Okay, so it’s Dungeness crab season and with it brings back fond memories of hanging out at Fisherman’s Wharf in the City, tucking into some freshly boiled crab. There really aren’t many dishes that get better than freshly prepared Dungeness crab – no need for drawn butter or any other condiment. Just rip ‘em apart and suck ‘em down. Of course, to do it absolutely perfectly, you’ll need a few bottles of Anchor Steam to wash it all down.
You really can’t mess up this recipe, so don’t be intimidated by cooking with live shellfish.
Go buy some live crab. Make sure they are frisky little fellers when your fishmonger scoops them out of the water tank. A good fishmonger is worth their weight in gold.
Take them home. They can sit in the fridge for a few hours, but you need to cook them as quickly as possible once they’ve been taken out of the water tank.
Fill a large pot(s) with enough water that will easily cover a submerged crab. One crab per pot. Bring it to a rolling boil. Lower in the crab, upside down so the tender meat on its belly doesn’t overcook and get too tough. Your boiling water will cool, but it will come back up to a boil in a few minutes. When it does, adjust the heat to maintain a gentle simmering boil.
Cooking time – for a 2 lb crab, 15 minutes. For a 3 lb crab – 20 minutes.
Remove the crab from the pot and place it in a colander. Rinse it for just 10 seconds under cool water. When it cools enough for you to handle it, get everyone ready at the table.
Place the crab belly side up on a cutting board with the face closest to you. Using your hands or the tip of a knife, lift the triangular piece of shell at the tail of the crab (the apron), break it off, and discard.
Pick up the crab with your hands, place a thumb in the hole where the apron was, and pull in one motion to remove the top shell (the carapace) from the rest of the body. Discard the carapace.
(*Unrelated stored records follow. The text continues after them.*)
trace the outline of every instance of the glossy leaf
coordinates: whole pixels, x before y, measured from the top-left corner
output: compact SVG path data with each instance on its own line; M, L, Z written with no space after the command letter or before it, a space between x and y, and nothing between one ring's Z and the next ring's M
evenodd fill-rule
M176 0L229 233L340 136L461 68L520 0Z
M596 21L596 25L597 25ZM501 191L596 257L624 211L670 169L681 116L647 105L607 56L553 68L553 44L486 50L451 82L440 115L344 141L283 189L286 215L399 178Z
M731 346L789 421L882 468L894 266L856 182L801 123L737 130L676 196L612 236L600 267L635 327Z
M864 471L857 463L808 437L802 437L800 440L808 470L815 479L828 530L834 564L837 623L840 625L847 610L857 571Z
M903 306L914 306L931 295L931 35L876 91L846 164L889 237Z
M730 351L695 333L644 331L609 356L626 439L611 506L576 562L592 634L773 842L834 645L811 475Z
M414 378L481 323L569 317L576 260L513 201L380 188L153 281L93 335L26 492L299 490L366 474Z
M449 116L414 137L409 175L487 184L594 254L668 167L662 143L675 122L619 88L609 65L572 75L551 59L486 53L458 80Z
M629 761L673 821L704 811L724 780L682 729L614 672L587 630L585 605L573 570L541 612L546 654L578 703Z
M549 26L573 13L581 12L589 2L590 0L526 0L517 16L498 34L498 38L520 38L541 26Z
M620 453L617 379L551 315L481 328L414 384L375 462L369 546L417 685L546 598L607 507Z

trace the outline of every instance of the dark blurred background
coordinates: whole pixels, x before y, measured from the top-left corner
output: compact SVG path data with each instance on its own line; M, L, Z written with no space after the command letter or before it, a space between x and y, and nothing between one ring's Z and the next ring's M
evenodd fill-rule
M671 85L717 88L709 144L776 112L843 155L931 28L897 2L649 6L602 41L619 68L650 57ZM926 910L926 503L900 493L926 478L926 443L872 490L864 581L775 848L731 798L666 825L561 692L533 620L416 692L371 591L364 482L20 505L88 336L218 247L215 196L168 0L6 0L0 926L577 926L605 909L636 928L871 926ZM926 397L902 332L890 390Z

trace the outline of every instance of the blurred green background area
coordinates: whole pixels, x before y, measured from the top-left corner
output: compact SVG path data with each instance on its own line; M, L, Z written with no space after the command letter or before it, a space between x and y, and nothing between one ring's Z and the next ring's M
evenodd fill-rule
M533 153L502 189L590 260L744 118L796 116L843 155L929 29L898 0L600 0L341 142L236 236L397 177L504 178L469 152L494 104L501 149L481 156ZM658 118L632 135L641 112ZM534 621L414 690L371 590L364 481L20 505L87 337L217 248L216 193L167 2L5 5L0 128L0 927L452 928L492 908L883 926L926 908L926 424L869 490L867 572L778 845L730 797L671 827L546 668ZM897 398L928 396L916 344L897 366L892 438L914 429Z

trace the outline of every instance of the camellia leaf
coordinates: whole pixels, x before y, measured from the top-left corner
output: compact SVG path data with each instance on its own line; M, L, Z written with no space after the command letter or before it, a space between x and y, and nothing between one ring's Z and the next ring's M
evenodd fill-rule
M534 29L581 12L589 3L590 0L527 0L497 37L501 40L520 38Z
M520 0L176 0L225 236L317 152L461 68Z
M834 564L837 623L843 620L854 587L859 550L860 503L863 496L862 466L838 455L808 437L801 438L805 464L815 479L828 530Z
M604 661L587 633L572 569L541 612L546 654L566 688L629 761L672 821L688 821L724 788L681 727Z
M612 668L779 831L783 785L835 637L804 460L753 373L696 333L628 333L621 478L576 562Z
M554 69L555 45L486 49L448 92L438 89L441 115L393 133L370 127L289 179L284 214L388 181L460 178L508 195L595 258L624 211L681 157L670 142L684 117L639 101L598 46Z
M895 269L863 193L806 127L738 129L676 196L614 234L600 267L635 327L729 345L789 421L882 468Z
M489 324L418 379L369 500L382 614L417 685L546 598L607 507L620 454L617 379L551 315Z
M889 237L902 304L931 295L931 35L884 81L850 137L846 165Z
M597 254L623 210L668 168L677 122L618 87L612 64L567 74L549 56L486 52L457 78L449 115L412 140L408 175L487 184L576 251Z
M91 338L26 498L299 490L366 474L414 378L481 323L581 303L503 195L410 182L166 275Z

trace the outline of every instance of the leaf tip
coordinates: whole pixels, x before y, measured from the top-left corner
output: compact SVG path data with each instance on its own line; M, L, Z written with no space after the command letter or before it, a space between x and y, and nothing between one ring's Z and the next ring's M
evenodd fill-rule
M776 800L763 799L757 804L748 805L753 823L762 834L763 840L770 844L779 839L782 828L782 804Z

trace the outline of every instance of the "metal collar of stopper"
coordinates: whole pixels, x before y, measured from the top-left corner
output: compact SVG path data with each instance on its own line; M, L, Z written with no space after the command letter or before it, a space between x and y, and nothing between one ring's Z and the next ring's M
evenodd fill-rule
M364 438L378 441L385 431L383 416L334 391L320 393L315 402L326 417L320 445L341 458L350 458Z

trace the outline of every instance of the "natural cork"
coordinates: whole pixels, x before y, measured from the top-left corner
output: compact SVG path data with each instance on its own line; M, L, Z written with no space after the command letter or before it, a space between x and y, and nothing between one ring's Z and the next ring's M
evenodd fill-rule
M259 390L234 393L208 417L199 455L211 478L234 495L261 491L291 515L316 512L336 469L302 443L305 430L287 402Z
Place the crab belly side down on the cutting board with the tail closest to you. Remove and discard the soft, pointy gills from the body. The gooey, buttery insides aren’t everyone’s idea of good eats, but have some sourdough bread on hand for those of us who love to dip.
Place the crab on the cutting board back side up and cut in half from face to tail through the middle of the body. You can also cut through the body the individual claws – the very best meat is where the claw meets the body.
To extract the meat, use seafood crackers or small hammers to crack open the claws, legs, and body.
There are certainly other ways to prepare Dungeness crab, from steaming to oven roasting. You can go online and check those options out. For me, I prefer the simple boiling method. It’s quick and produces an amazing finished dish. Fresh and hassle-free. Big yum!